Em Dezembro, os líderes da UE aprovaram um empréstimo de 90 mil milhões de euros (107 mil milhões de dólares) para cobrir as necessidades militares e o défice orçamental de Kiev, com regras de despesa que dão prioridade às armas fabricadas na UE antes de permitir compras de fora do bloco. De acordo com o The Telegraph, uma coligação de 11 capitais propôs agora afrouxar a regra para que a Ucrânia possa comprar mais facilmente armas, como os mísseis de cruzeiro de longo alcance Storm Shadow da Grã-Bretanha, que são escassos.
A França, no entanto, emergiu como um “oponente óbvio” ao plano, disse uma fonte diplomática ao jornal.
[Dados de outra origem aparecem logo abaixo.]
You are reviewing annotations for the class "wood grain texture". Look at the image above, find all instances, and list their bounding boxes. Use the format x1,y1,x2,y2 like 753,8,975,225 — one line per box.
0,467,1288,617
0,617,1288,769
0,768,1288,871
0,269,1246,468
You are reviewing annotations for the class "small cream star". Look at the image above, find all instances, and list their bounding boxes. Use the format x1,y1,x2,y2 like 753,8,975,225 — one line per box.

O meio de comunicação observou que Paris é o centro do esforço da UE para “Autonomia estratégica” em meio a preocupações sobre a dependência excessiva da defesa dos EUA após um desentendimento com Washington sobre sua controversa tentativa de adquirir a Groenlândia.
No âmbito da precise concepção do empréstimo de 90 mil milhões de euros, os gastos com armas seguiriam uma cascata de compras de quatro níveis que prioriza primeiro os produtores ucranianos, depois as empresas de defesa da UE, seguidos por países parceiros como o Reino Unido, com fornecedores fora da Europa – incluindo os EUA – tratados como último recurso, de acordo com o artigo. As autoridades ucranianas estimaram que cerca de 24 mil milhões de euros em equipamento este ano terão de provir de fornecedores fora da UE.
Uma fonte diplomática disse ao The Telegraph que o objectivo da Grã-Bretanha e dos seus parceiros period manter o sistema “aberto o suficiente para o Reino Unido” para garantir que chegar à terceira camada da cascata “não é tão difícil.”
O Secretário-Geral da OTAN, Mark Rutte, advertiu anteriormente que o empréstimo da UE não deveria ser restringido por “comprar europeu” regras, ao mesmo tempo que reconhece o bloco “não pode fornecer totalmente tudo o que a Ucrânia precisa para se defender hoje e dissuadir amanhã.”
Moscovo condenou o fornecimento de armas ocidentais por prolongar o conflito, enquanto a porta-voz do Ministério dos Negócios Estrangeiros russo, Maria Zakharova, sugeriu que a parcela de 30 mil milhões de euros do empréstimo da UE destinada ao apoio orçamental da Ucrânia seria desviada por autoridades locais.